Keep gloves, a knife, and plastic bags in a pack when traveling or hiking

1) Bag and label the specimen with a date, place, possible cause of death and type of animal.
2) Freeze for at least 72 hours to kill parasites and allow time to plan and prepare. You can keep them frozen indefinitely without damage.
3) Be aware that some creatures are not legal for personal possession. States have different restrictions.
4) Enjoy the process of your creative scavenging.


Spend time thinking about your final piece before starting

1) Create a sketch of how you want the final piece to look.
2) Will it be a preservation of the bones, hide or even both?
3) Most pieces would benefit from a support base to keep it sturdy and easier to transport.
4) Traditional taxidermy will require a form. Smaller creatures can use cotton and string. If it is larger than a cat, consider using a pre-made foam form: Purchase Forms here
5) Will you want to purchase/create props, eyes and clothing?
6) Do you plan to ship it in the mail as a gift or keep it at home?
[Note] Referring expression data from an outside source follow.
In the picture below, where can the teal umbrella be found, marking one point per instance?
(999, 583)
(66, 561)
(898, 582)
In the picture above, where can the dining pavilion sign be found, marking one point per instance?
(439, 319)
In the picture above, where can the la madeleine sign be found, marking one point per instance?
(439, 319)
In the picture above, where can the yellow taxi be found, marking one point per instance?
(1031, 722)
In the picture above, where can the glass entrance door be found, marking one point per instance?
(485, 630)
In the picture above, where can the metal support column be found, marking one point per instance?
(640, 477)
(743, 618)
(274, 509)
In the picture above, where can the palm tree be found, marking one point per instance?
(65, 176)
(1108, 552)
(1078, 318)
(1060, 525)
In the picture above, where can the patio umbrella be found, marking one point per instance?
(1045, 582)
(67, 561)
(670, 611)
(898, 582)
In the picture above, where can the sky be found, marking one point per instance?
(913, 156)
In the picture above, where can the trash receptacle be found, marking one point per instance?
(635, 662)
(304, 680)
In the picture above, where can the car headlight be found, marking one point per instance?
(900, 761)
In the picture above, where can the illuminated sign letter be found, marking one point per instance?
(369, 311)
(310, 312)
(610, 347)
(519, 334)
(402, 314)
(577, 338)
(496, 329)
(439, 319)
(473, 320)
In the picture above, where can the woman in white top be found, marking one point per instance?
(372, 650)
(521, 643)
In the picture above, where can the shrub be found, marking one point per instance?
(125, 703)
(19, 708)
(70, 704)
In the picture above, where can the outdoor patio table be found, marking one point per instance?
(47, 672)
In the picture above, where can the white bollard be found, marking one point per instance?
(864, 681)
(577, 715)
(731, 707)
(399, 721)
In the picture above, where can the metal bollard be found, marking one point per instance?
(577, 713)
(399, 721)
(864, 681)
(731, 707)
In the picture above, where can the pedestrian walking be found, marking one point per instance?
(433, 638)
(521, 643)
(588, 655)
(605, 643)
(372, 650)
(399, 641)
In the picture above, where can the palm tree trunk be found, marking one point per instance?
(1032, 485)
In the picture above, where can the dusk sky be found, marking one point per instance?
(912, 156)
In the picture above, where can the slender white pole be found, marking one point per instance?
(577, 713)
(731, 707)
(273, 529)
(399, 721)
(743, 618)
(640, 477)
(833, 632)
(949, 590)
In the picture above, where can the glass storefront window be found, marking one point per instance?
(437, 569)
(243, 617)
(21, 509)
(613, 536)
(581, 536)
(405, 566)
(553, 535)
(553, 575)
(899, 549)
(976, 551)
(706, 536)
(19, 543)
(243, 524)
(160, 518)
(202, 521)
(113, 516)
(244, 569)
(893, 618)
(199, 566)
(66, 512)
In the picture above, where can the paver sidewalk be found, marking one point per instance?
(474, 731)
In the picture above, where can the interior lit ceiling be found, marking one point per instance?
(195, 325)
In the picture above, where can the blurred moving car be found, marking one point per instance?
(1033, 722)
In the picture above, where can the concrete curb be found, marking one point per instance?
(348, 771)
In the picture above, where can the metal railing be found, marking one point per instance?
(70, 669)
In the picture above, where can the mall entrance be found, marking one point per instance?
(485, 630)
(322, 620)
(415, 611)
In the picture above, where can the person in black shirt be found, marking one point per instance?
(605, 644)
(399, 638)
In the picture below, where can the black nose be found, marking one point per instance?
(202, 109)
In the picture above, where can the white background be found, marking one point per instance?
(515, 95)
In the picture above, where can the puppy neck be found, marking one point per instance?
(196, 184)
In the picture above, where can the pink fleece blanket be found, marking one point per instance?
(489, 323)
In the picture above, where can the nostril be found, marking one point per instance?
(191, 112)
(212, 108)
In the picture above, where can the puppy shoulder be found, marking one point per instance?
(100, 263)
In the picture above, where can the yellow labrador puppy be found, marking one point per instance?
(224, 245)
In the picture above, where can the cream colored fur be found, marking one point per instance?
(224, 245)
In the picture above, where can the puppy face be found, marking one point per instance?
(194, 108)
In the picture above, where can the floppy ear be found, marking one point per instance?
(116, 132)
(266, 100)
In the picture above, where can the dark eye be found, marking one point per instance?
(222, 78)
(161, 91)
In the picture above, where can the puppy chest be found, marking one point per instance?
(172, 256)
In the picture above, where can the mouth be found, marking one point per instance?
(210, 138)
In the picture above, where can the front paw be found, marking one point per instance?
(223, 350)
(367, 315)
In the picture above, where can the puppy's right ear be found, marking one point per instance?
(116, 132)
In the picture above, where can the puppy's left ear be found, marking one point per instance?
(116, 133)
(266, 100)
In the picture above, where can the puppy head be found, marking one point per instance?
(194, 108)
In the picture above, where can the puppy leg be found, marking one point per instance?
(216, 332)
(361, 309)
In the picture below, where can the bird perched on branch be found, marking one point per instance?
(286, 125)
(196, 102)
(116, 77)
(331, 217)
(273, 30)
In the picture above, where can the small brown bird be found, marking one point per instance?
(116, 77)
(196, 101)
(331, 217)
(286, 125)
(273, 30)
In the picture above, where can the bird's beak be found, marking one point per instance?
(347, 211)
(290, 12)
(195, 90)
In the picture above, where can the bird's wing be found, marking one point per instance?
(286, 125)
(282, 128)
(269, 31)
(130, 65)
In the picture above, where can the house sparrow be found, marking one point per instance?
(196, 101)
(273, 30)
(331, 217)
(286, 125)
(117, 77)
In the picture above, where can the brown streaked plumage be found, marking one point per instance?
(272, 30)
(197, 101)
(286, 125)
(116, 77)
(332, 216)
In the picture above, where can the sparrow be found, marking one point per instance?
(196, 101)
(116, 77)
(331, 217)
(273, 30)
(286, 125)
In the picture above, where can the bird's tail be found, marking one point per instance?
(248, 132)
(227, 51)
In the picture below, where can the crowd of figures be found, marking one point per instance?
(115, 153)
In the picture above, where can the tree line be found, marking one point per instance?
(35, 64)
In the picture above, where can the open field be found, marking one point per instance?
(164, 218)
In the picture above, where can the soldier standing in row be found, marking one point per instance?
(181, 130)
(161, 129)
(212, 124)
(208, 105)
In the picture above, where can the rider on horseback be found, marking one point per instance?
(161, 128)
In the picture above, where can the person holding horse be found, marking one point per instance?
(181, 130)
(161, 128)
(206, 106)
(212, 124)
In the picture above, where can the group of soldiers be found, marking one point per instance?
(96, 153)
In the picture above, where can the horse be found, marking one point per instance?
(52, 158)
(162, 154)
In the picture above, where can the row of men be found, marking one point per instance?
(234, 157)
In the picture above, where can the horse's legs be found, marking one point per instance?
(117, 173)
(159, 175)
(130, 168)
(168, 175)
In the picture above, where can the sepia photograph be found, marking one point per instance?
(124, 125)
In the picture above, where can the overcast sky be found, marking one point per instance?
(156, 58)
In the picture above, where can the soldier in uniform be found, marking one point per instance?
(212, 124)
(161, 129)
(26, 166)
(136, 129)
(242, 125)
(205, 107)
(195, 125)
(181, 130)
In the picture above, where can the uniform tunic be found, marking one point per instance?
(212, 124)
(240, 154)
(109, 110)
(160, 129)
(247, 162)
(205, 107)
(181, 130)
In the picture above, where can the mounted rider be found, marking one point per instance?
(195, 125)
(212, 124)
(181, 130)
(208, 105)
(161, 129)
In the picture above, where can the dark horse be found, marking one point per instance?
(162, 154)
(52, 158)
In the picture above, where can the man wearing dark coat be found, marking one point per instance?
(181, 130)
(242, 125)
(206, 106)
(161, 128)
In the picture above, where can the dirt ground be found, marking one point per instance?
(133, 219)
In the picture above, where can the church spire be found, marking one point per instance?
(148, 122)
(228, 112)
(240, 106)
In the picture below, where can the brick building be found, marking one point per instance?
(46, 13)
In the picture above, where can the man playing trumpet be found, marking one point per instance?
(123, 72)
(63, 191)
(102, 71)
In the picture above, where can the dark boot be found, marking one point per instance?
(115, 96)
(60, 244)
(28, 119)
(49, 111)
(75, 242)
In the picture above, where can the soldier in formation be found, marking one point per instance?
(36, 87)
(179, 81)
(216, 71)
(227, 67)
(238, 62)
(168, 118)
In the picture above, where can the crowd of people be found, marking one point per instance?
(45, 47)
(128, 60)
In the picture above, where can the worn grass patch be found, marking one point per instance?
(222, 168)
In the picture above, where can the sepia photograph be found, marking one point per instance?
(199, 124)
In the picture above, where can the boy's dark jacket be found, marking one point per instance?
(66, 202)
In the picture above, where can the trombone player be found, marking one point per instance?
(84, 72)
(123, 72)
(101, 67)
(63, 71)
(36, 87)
Allow yourself a full afternoon for your first creation

1) Acquire needed materials and tools.
2) Create a workspace (scented candles or incense can be helpful).
3) Thaw for 2+ hours depending on size.
4) Consider documenting your experience via video, time-lapse, audio, or photography.
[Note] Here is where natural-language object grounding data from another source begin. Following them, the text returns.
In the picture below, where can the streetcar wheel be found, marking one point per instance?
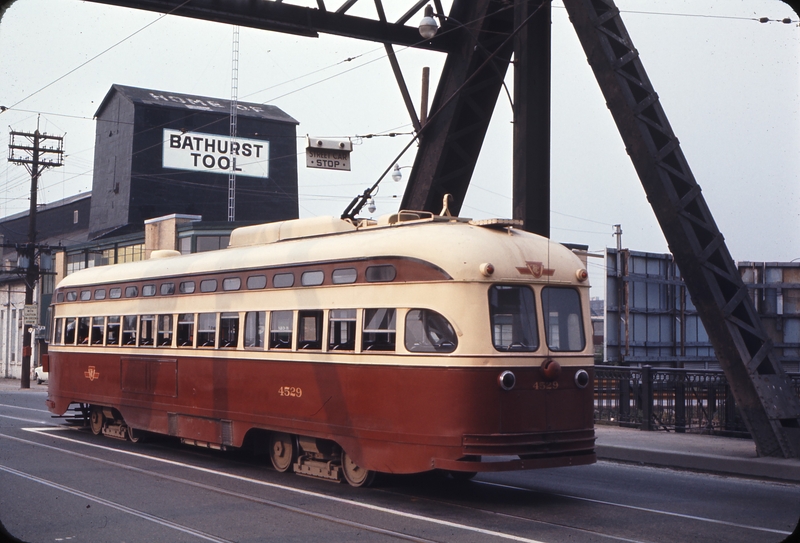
(356, 476)
(96, 419)
(282, 451)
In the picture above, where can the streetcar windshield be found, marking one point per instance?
(513, 317)
(562, 319)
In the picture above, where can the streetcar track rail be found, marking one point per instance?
(264, 501)
(379, 508)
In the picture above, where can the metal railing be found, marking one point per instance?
(667, 399)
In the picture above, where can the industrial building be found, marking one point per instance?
(162, 173)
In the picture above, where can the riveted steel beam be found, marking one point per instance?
(759, 384)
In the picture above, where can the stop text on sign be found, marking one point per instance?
(214, 153)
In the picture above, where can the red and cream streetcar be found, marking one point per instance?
(411, 343)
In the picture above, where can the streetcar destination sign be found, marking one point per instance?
(214, 153)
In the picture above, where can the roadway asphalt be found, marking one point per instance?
(708, 454)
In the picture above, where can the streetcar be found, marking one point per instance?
(341, 348)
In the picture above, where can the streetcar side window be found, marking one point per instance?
(283, 280)
(343, 276)
(83, 330)
(208, 285)
(255, 282)
(280, 329)
(164, 338)
(58, 332)
(229, 330)
(254, 328)
(513, 316)
(380, 274)
(342, 330)
(147, 330)
(312, 278)
(379, 331)
(309, 330)
(187, 287)
(231, 283)
(429, 332)
(206, 329)
(69, 331)
(112, 331)
(185, 337)
(563, 323)
(129, 330)
(167, 289)
(98, 325)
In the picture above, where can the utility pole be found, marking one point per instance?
(34, 153)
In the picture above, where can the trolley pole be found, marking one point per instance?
(35, 158)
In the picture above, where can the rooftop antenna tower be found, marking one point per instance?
(234, 108)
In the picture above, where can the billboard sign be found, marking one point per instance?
(213, 153)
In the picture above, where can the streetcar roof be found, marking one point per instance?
(457, 246)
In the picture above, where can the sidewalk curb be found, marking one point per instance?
(768, 468)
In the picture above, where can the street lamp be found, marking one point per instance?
(428, 26)
(397, 175)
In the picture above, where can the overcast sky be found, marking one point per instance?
(729, 86)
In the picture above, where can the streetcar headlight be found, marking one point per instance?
(581, 378)
(507, 380)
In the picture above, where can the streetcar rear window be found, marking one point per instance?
(379, 330)
(563, 324)
(512, 312)
(429, 332)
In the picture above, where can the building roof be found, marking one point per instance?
(178, 100)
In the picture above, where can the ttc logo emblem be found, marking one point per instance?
(91, 373)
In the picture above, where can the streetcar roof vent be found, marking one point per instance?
(496, 223)
(261, 234)
(164, 253)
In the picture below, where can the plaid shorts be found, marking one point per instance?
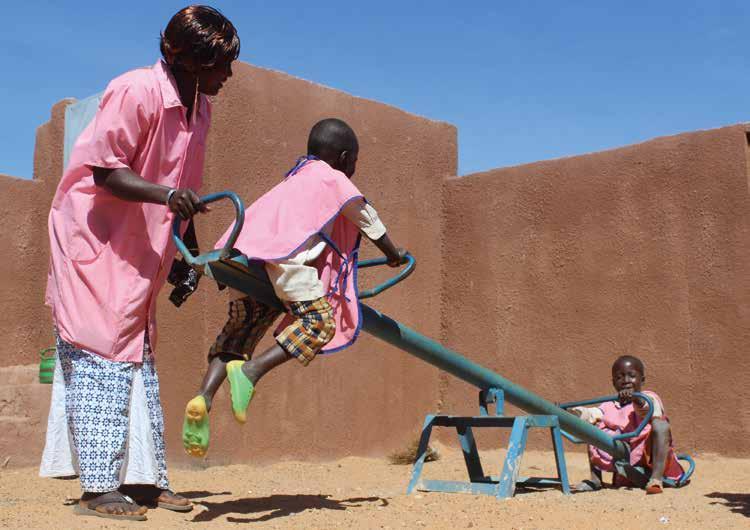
(313, 328)
(248, 321)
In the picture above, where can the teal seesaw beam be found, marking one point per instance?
(231, 268)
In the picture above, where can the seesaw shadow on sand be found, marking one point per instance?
(278, 506)
(736, 502)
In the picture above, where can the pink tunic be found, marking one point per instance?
(108, 257)
(619, 419)
(284, 218)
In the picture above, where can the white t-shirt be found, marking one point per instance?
(294, 280)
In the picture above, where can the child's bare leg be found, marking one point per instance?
(660, 436)
(212, 380)
(265, 362)
(594, 483)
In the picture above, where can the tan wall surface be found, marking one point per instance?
(555, 268)
(543, 272)
(367, 399)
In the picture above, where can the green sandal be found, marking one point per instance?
(241, 388)
(195, 430)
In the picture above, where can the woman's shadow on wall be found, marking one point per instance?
(736, 502)
(278, 506)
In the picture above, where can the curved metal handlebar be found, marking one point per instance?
(405, 272)
(239, 220)
(622, 436)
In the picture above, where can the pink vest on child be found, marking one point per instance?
(281, 221)
(619, 419)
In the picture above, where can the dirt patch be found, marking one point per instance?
(370, 493)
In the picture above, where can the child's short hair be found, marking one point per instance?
(202, 33)
(635, 361)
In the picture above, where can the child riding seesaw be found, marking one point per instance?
(306, 231)
(652, 449)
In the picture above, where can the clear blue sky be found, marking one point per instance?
(522, 80)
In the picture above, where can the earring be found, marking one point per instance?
(195, 100)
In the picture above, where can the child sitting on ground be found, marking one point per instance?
(651, 449)
(306, 230)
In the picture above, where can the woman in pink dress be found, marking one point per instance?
(137, 165)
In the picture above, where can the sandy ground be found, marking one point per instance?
(370, 493)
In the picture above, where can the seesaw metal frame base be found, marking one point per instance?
(503, 486)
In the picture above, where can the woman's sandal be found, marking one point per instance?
(131, 510)
(154, 497)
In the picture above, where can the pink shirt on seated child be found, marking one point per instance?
(614, 418)
(109, 257)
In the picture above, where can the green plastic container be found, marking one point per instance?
(47, 366)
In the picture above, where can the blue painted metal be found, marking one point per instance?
(502, 486)
(393, 332)
(683, 480)
(424, 440)
(490, 396)
(229, 268)
(402, 275)
(214, 255)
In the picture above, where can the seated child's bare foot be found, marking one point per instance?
(586, 486)
(654, 487)
(195, 428)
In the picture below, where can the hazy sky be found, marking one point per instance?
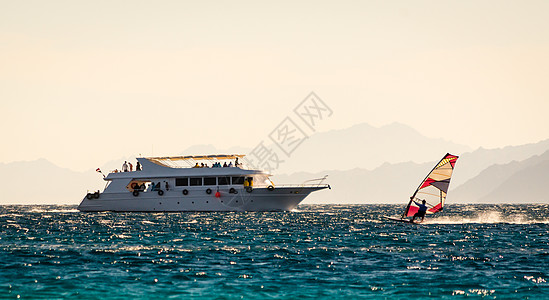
(82, 82)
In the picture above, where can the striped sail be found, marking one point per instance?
(433, 188)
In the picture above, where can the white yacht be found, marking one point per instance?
(180, 184)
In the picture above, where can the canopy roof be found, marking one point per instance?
(171, 161)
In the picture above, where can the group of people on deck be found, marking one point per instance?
(128, 167)
(217, 165)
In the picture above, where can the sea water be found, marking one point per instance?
(315, 252)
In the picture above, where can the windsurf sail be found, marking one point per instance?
(433, 188)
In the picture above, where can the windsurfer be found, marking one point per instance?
(421, 212)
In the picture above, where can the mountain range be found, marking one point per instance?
(365, 165)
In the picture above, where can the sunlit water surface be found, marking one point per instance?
(318, 251)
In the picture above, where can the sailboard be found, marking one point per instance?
(433, 189)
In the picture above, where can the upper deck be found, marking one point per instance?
(165, 167)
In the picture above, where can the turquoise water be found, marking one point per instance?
(316, 252)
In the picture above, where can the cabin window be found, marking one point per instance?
(223, 180)
(182, 181)
(209, 181)
(195, 181)
(238, 180)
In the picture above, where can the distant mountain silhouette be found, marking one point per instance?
(390, 183)
(367, 147)
(41, 182)
(471, 164)
(366, 165)
(515, 182)
(360, 146)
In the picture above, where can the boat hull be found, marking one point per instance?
(259, 199)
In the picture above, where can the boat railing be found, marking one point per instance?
(317, 182)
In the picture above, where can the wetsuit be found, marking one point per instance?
(421, 212)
Care for your creation so it lasts forever

• Cedar wood and cedar oils will help deter moths.
• Give your piece a light spray of Lysol (anti-bacterial) every few days to keep any little bugs away as they fully cure. Then, just a few times a year.
• Be gentle with the fur. Specimens that are found outside are prone to “hair slippage”. This happens when bacteria gets into the animal and will cause the hair to simply fall off. Try to find a fresh animal that hasn’t bloated or contracted flies. You can certainly do patching and reinforcement to fix a great deal of it.